Headlines

Govt’s planned CIF shift
fobs off problems to exporters

Commodity exporters say that there are still snags blocking a government plan to introduce CIF shipping terms for freight.

The plan calls for a shift from FOB shipping, meaning free on board, to CIF, meaning cost, insurance and freight.

Derom Bangun, the chairman of the Indonesian Palm Oil Board (DMSI), said that local seaports had a limited ability to process overseas shipments, resulting in higher charges set by local shipping firms.

This has been the main reason for maintaining the FOB system, which covers transportation of the goods to the port of shipment and loading costs, as opposed to CIF shipments, which include shipping charges, among other things.

“Our containers must wait for a quite a long time before commodities are loaded on ships,” Derom told The Jakarta Post. “This has prompted local shipping firms to quote high demurrage [delay penalty] fees to compensate for extra days of storage in ports.”

According to a DMSI example, a palm oil exporter using Belawan Port in Medan, North Sumatra, a key departure point for palm oil exports, can pay more than Rp 100 million (US$10,234) a day in demurrage for their containers due to the large volumes per shipment.

Exporters would have a greater responsibility over the quality of the commodity under the CIF system because they would assume the risk of loss and pay for insurance and freight, he noted. “With the CIF system, we hold the responsibility until the commodities reach our buyers.”

Most local exporters currently send goods overseas FOB, transferring the risk of loss and damage to buyers, who cover insurance and freight.

The buyers, typically foreign companies, tend to partner with foreign shipping and insurance companies to receive the goods.

The government has recently encouraged a shift to CIF to create more opportunities for the local shipping, banking and insurance industries.
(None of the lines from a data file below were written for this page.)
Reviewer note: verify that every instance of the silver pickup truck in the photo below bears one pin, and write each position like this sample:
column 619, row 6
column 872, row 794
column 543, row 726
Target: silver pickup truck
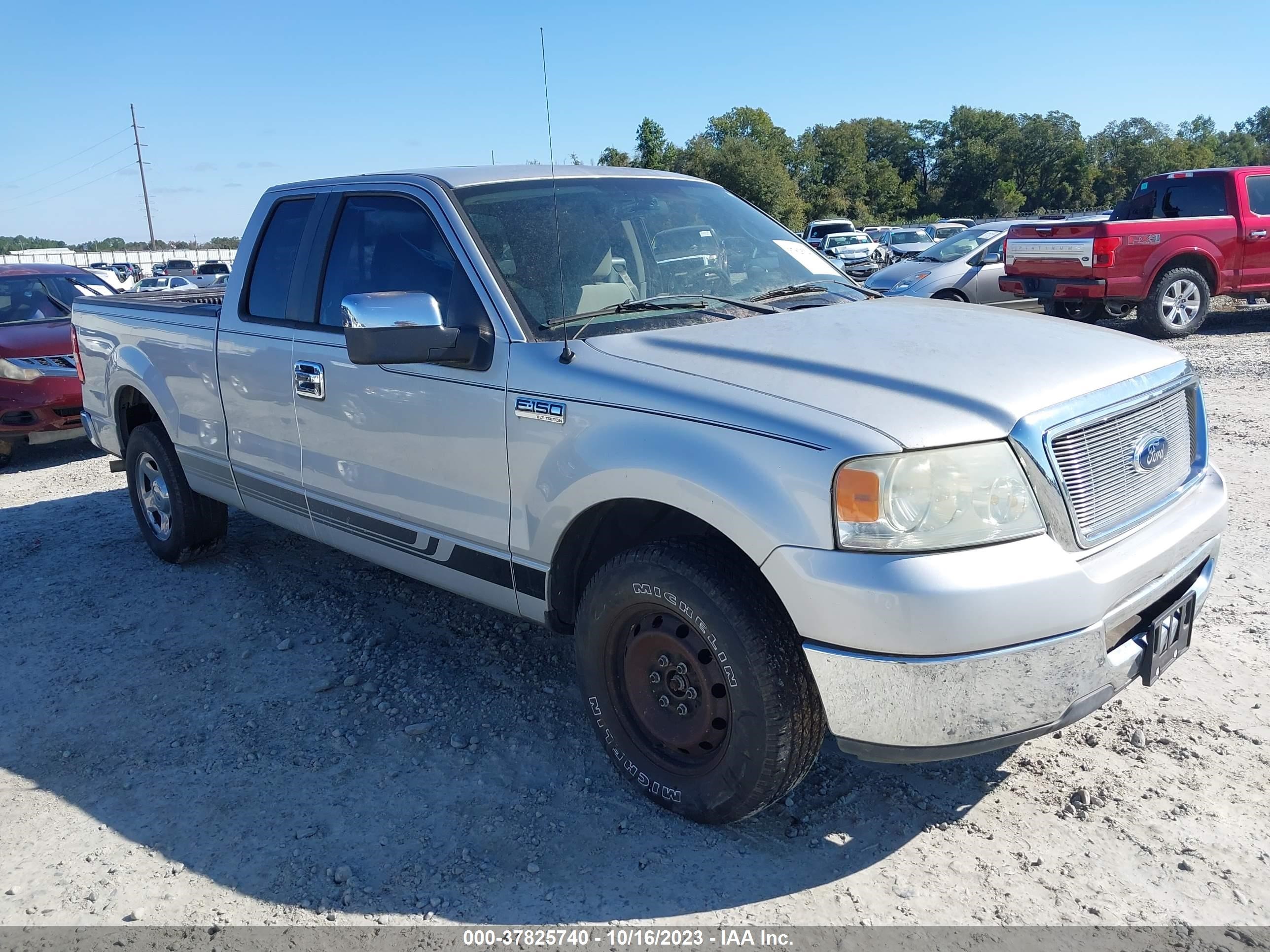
column 761, row 501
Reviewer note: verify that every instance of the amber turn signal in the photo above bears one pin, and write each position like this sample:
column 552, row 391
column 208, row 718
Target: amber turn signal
column 856, row 495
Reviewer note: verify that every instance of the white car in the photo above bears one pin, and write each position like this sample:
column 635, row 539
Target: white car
column 855, row 252
column 817, row 230
column 164, row 283
column 942, row 230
Exporters of commodities such as palm oil, rubber and coal are among the firms expected to soon make the shift to CIF, according to the Indonesian Employers Association (Apindo).

The Indonesian National Ship Owners Association has said that shipping cargo FOB has led to Rp 120 trillion in fees paid to foreign firms.

Derom said that CIF shipments currently accounted for 12 percent of overall palm oil imports. “We need a transition period of between one and two years to reduce the major bottlenecks that hamper the use of the system.”

Indonesian Rubber Association (Gapkindo) chairman Daud Husni Bastari agreed, questioning the readiness of local shipping companies and seaports to ship rubber with CIF terms of delivery.

In most seaports near the nation’s rubber producing regions, such as Boombaru Port in Palembang and Belawan in Medan, it has been difficult to find local ships, leading to long waits that have increased costs due to low loading capacities.

“Exports of rubber to China, for example, mostly depart from Belawan Port, but most ships transporting imports from China come to Tanjung Priok Port [in Jakarta]. We cannot use these ships, meaning we cannot push down costs significantly,” Daud said.